If you are a freelance worker, you may have come to expect certain tax deductions from past tax filing seasons. However, the Tax Cuts and Jobs Act of 2017 has gone away with many of the regular tax deductions that freelance workers have experienced in past years. Due to the many changes, it is best to contact a tax professional to ensure that you are not missing out on other new tax deductions available. In the meantime, here are nine tax deductions that have disappeared as a result of the Tax Cuts and Jobs Act.
1) Unlimited State and Local tax deductions
Under the new law, the maximum amount for state and local deductions is $10,000. Shaun McClung, a Florida based tax manager director, argues that this altered tax deduction is going to hurt middle class taxpayers and taxpayers in states like California and New York, whose state income and property rates are above the average, the most.
2) Personal Exemptions
The new tax reform law actually increases your standard deduction. However, this is replacing the $4,050 in personal exemptions for each dependent. The increased standard deduction attempts to make up for the loss in personal exemptions, but there is a chance the standard deductions won’t make up for the loss entirely.
3) Unrestricted deductions for home equity loan interest
Unlike in the past where the loans could be used for travel or debt consolidation, this deduction is no longer viable unless the loan is being used to “buy, build, or substantially improve” the home that the loan is secured on.
4) A Mortgage Interest Deduction of Debt up to $1 Million
If the mortgage transaction came after January 1, 2018, the deduction for mortgage interest is now capped at $750,000. If the mortgage was taken out prior to January 1, 2018, you are still able to deduct the interest up to $1 million. Again, this change affects those in states such as California and New York.

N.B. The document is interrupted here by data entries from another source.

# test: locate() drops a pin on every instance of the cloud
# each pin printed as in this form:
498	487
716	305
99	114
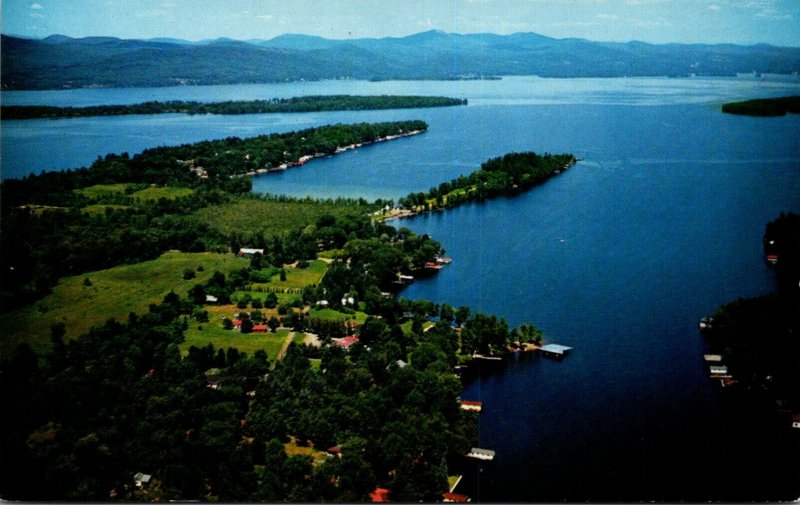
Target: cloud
773	14
154	13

5) Deductions for Unreimbursed Employee Exemptions
If you are both a freelance worker and employed, you are no longer able to deduct unreimbursed purchases made in relation to your job. In 2017, taxpayers were able to deduct any amount that exceeded 2 percent of their adjusted gross income in 2017.

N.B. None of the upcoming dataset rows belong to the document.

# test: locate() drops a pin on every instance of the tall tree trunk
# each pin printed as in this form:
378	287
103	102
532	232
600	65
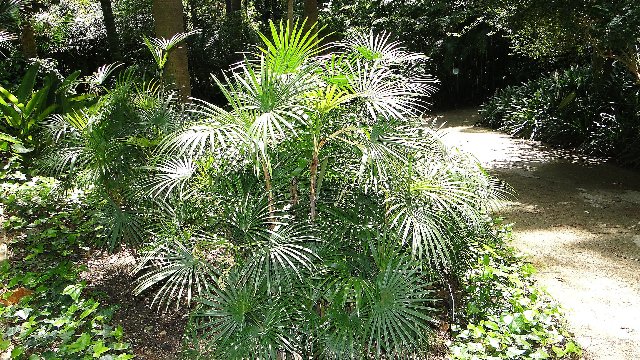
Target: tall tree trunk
169	20
112	33
28	40
310	14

6) Other Popular Itemized Deductions
In 2017, taxpayers could deduct advisor fees and tax preparation fees. Other disappearing miscellaneous deductions are those costs related to tax preparation services, investment fees, professional dues, qualified employee education expenses, among others on a long list of other previously approved items.
7) A Deduction for Moving Expenses
The deduction for moving expenses has now been erased for practically all jobs, other than military members who are required to move.
8) Unrestricted Deductions for Expenses Related to Natural Disasters
If you were affected by a Natural Disaster in 2018, you are no longer able to deduct any losses that were not covered by insurance. This deduction now only applies to those who live in designated danger zones.
9) Alimony Payment Deductions
For divorces finalized after December 31, 2018, deductions for alimony payments are no longer be available.